# Sick of heating problems, going electric- suka rads.



## Giggsey (5 Mar 2010)

For the last five years have had a constant battle with oil heating system.
One leak which required 2 rooms of wooden floors to be dug up, problem with burner (replaced) and expansion vessel (replaced) on separate occasions.....

Before that lived in 3-bed semi with electric storage heaters, and found them to be pretty good.

Starting to have problems with oil in new house again with losing pressure, it may be another leak.

I'm thinking of taking out the rads, close off the pipes and replace with electric radiators.
Read the previous posts about cost of electric heating is more expensive per kw/h - but with reduction in maintenance cost and also Oil price will probably go sky high again….maybe not
  much of a differential.

So found this company website:
[broken link removed]
Radther that night storage they are just thermostat controlled electric rads...as expected there website is very complimentary on there performance.
I've no contact with company. Anyone have experience with them?

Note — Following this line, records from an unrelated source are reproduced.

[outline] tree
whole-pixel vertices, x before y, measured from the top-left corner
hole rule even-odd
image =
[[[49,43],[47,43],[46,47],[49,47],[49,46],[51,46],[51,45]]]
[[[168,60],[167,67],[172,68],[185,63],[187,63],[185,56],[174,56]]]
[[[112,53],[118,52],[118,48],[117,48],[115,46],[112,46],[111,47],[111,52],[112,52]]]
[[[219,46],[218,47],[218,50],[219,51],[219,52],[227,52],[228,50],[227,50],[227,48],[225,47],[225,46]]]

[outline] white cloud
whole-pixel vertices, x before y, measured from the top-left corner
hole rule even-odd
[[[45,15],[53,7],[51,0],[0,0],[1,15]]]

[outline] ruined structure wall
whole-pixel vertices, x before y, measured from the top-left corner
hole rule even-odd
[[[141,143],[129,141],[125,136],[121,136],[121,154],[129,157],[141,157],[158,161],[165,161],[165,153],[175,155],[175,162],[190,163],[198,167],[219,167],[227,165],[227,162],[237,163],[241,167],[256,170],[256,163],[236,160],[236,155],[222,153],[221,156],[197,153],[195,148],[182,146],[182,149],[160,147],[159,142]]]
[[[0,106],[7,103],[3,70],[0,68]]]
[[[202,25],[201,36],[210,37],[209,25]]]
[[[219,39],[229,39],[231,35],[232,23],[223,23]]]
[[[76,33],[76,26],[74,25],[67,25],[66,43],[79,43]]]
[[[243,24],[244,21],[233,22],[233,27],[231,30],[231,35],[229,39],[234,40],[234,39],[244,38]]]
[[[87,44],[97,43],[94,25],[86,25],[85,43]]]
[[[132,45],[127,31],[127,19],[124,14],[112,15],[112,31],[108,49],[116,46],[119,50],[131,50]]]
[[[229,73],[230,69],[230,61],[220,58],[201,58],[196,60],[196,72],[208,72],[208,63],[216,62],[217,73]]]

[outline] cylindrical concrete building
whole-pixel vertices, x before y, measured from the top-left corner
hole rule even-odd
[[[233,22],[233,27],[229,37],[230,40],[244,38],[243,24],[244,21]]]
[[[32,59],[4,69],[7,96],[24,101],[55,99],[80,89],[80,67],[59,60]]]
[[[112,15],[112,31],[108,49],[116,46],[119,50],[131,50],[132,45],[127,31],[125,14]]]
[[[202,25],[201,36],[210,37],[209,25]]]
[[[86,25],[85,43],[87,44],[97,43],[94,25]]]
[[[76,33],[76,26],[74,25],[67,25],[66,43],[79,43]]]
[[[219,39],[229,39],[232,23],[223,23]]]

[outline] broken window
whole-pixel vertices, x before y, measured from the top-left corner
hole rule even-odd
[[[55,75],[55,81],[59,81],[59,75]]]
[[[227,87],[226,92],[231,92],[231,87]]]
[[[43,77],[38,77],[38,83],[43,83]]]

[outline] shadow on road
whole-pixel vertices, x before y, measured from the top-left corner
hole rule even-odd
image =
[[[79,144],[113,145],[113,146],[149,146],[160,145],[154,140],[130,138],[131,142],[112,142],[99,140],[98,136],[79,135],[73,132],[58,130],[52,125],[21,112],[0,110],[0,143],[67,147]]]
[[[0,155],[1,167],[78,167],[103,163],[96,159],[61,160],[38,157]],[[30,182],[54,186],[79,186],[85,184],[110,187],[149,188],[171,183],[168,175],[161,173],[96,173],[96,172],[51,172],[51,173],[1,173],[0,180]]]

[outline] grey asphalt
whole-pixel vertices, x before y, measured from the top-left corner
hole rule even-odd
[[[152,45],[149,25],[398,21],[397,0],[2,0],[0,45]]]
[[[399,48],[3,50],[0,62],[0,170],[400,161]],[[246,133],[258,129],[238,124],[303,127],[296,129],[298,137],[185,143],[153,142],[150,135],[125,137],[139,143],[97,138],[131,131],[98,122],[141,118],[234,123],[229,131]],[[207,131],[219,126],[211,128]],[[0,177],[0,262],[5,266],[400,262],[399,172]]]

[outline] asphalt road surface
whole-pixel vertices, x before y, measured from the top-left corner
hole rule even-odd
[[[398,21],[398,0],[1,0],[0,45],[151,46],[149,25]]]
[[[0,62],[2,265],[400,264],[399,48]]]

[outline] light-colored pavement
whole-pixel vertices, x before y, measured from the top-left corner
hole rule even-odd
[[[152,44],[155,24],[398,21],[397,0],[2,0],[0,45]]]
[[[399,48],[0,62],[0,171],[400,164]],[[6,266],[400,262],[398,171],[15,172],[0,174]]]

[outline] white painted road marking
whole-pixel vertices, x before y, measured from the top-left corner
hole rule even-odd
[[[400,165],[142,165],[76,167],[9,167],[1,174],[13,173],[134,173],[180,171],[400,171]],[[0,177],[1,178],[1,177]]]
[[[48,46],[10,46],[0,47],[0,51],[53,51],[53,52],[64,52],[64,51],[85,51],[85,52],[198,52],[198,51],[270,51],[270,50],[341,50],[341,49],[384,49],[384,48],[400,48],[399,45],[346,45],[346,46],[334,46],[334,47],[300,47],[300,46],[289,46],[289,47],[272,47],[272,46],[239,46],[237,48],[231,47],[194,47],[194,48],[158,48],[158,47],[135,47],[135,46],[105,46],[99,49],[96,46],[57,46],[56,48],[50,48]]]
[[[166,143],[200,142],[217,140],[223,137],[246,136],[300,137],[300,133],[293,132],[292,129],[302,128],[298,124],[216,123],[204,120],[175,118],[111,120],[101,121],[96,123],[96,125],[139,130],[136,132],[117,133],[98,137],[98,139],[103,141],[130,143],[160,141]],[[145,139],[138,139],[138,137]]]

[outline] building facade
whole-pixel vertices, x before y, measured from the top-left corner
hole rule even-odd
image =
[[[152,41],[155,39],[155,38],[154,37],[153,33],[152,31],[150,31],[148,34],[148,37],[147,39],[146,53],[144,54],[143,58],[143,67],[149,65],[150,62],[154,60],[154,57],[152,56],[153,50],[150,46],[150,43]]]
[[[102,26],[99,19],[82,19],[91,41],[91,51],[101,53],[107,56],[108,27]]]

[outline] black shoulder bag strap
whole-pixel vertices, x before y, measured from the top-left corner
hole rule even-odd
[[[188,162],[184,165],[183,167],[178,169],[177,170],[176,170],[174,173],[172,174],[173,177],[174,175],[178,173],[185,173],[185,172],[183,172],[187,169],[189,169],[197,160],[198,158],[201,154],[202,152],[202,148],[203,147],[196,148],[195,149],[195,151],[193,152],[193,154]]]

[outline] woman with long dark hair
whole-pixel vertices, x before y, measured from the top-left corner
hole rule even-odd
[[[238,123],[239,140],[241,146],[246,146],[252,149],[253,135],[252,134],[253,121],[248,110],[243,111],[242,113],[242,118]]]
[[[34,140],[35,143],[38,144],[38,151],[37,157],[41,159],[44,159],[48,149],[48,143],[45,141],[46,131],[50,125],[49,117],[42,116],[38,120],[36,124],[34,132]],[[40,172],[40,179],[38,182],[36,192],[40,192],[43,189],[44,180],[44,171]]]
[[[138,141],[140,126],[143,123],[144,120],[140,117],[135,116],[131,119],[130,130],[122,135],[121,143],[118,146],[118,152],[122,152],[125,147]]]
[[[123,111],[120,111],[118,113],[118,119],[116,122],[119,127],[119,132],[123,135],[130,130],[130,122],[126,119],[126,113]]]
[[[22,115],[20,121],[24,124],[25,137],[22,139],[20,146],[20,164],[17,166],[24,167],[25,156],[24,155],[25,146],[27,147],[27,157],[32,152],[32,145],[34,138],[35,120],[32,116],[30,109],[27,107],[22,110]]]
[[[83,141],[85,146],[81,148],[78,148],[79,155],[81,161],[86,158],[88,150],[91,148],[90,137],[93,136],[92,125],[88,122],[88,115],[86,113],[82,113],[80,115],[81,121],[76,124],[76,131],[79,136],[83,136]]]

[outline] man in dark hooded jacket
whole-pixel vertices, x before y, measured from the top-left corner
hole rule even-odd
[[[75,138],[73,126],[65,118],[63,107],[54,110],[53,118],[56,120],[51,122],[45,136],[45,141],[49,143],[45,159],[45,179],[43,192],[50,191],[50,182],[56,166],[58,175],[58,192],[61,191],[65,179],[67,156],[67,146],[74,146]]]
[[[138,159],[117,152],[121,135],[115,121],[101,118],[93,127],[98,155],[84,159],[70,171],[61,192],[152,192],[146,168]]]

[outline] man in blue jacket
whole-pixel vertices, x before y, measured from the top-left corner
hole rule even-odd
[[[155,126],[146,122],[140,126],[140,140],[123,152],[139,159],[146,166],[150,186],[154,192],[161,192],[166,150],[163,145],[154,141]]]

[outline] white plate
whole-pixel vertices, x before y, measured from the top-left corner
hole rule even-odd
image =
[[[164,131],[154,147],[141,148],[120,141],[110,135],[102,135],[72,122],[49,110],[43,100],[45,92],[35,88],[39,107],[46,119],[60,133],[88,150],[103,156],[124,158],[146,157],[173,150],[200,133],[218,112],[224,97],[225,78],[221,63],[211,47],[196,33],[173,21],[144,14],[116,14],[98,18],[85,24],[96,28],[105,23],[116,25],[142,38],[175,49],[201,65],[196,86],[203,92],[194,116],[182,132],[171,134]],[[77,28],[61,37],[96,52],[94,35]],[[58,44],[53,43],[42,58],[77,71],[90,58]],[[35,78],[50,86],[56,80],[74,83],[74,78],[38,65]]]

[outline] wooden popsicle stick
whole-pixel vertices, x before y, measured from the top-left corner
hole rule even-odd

Anyone change a oil/gas heating system in large house (18 rads) to electric? Crazy idea?


----------



## Giggsey (8 Mar 2010)

Anyone?....is it so crazy no one has done it before?


----------



## wbbs (8 Mar 2010)

Cant really give you specifics about those rads but was involved in an extension build lately that could not without great difficulty be added to the existing central heating system in house so we put in electric panel radiators with thermostats on them.  Smaller shape than those ones and smooth, cant remember brand name, anyway esb bill has gone astronomical.  It is costing more to heat the extension than to heat the original house, there are 3 radiators, one is a bedroom so it is on thermostat and timer and set at reasonably high level, have turned off one of the others permanently and second one is set to very very low, really just to prevent mould growing!!   Sorry I ever bought them.   So dont know cost per whatever comparision between oil and electricity but from looking at my wallet I can tell you it is definetly costing more.  Cant wait for better weather so can turn them all off.


----------



## Leo (8 Mar 2010)

Giggsey said:


> Read the previous posts about cost of electric heating is more expensive per kw/h - but with reduction in maintenance cost and also Oil price will probably go sky high again….maybe not
> much of a differential.


 
If oil prices rise, electricity will also!



Giggsey said:


> as expected there website is very complimentary on there performance.


 
The site compares their performance against storage heaters! You'd need to work out the difference between them and oil.



Giggsey said:


> Crazy idea?


 
Yes. It'd be a lot cheaper to get someone competent to resolve any outstanding issues with your current setup.


----------



## Soarer (8 Mar 2010)

Leo said:


> If oil prices rise, electricity will also!


 
Short term, yes. 
But in the longer term, the use of renewable energy should reduce the cost of electricity.


----------



## rockofages (8 Mar 2010)

As a rule of thumb, day rate electricity is 4 times the cost of natural gas per kw/h. There are other factors, but that alone is enough to deter me from using electricity for heating.


----------



## Leo (9 Mar 2010)

Soarer said:


> Short term, yes.
> But in the longer term, the use of renewable energy should reduce the cost of electricity.


 
I think the short term here would more than cover the life span of such a heating system. 

Currently, wind or wave electricity generation costs twice to three times as much as that using fossil fuels, so the use of renewables is actually raising the price of electricity. It'll be a long time before electricity generation using renewable sources is cheaper than the alternatives.
Leo


----------



## Lak (9 Mar 2010)

If you ever came to sell or rent the property then you would be absolutely crucified in a BER rating for electric storage heaters..if you woild currently reach a comfortable C then this would plummett to a (bottom) G or low F at best, who would want to buy a property with the lowest possible energy rating even if in truth it constitutues a false reflection.
BER's are heavily penalised for their electrical consumption.


----------



## Giggsey (10 Mar 2010)

Thanks for feedback.

As said above not a storage heater but an electric radiator.


Anyway I knew this was a long shot. The idea of no boiler/pipes seems advantageous but got an approx price of ~500 euro for one rad, so replacing 18 of them is never going to happen.

Will get current system fixed and work on.


----------



## CarolineF (27 Apr 2010)

I have the Suka heaters!!!
Renovated an old house last year and didnt want to rip out the original floor boards so bit the bullet and went for Suka.
No complaints whatsoever - in or around the same price I paid for gas bills in the other house last year, allowing for the fact that this winter was so bad!
Two comments though - there's no one in the house all day so the house isn't heated then; I presume a stay-at-home situaiton would cost far more. And secondly, it is a child-free house so only the rooms being used are being heated i.e. sitting room/diningkitchen, bedroom. Other rooms and hall on very low, just to take the chill off.
That being said, they're no-maintenance, look cute andsince they're not costing me a fortune I'm happy!
Got them installed by a crowd in Meath, guy caled Mahon, can't remember their name but very professional and efficient service, they fitted them all.
Hope that helps, feel free to pm me with any more queries 
Caroline


----------



## galwaytt (27 Apr 2010)

legs-akimbo said:


> If you ever came to sell or rent the property then you would be absolutely crucified in a BER rating for electric storage heaters.........BER's are heavily penalised for their electrical consumption.


 
...true, but long term, with ESB prices being the way they are, and are going to go, I think electric heating for domestic purposes is completely the wrong way to go.


----------